A total of 16 patients with refractory leukemia have been entered on a phase I study employing escalating doses of a 96 h continuous infusion of high-dose cytosine arabinoside (ara-C) administered in conjunction with a 120 h infusion of a fixed dose (22 g/m² per day) of 2′-deoxycytidine (IND 28108) as a host-protective agent. Extramedullary toxicities, even at the highest ara-C dose level (e.g. 14 g/m² per day) were mild (e.g. CALGB grade I or II), and consisted of diarrhea, fluid retention, somnolence, hepatic dysfunction, and febrile episodes. Neutropenia and thrombocytopenia were noted in all patients, but no serious infections or bleeding episodes were encountered.
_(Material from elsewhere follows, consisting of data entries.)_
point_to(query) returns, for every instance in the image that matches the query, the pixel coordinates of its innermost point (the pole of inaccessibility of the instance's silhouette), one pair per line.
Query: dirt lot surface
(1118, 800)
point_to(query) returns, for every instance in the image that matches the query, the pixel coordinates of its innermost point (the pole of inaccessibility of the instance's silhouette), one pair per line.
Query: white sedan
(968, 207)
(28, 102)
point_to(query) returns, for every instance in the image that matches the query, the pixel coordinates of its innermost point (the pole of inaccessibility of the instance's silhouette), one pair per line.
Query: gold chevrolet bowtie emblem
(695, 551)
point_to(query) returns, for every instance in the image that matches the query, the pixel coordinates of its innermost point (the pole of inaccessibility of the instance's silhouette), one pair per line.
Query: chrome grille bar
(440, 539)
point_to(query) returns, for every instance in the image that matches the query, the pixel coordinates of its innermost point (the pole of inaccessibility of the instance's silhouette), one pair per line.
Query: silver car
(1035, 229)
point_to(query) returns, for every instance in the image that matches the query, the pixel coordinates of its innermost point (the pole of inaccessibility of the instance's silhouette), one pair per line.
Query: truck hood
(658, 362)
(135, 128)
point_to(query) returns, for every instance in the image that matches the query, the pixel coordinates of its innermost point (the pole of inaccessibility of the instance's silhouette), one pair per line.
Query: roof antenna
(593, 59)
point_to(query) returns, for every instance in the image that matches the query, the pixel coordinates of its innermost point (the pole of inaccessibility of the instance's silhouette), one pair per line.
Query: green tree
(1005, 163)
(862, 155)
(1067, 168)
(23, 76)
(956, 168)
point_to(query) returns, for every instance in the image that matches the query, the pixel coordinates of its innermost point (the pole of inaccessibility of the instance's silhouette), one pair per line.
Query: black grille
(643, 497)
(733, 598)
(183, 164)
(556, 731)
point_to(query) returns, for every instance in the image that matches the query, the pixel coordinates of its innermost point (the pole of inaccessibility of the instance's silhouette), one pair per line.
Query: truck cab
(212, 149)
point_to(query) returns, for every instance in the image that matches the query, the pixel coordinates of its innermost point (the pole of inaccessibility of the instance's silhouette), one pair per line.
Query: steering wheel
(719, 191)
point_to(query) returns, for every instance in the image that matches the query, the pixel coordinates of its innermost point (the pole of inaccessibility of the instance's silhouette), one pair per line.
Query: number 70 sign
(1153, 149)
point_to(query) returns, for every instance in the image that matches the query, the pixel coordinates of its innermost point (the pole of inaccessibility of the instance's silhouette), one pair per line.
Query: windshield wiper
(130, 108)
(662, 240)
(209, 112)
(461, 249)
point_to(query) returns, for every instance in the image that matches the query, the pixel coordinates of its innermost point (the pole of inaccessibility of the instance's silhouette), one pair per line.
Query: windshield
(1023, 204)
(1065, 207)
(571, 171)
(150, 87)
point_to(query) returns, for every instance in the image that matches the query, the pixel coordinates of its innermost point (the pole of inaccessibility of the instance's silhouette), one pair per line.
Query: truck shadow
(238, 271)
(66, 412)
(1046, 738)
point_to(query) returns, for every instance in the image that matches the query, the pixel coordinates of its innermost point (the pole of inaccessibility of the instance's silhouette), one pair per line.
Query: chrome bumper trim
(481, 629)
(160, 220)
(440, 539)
Steady state plasma ara-C concentrations of 20-60 μM were observed in patients treated at the 14 g/m² dose, and were associated with plasma ara-U concentrations approaching 1 mM. Although no complete remissions were obtained at the ara-C dose levels tested to date, three partial remissions were noted, and the large majority of patients experienced a clearing of peripheral blood blasts. In addition, several patients who failed to achieve objective responses exhibited atypically benign clinical courses following completion of therapy. These findings demonstrate that 2′-deoxycytidine protects humans from otherwise lethal doses of high-dose ara-C administered by continuous infusion, and substantially ameliorates the hematologic and nonhematologic toxicity of such regimens without completely abrogating antileukemic activity. Determination of the ultimate efficacy of this strategy will require identification of an ara-C maximum tolerated dose and evaluation of the antileukemic potential of this regimen in prospective phase 11 trials.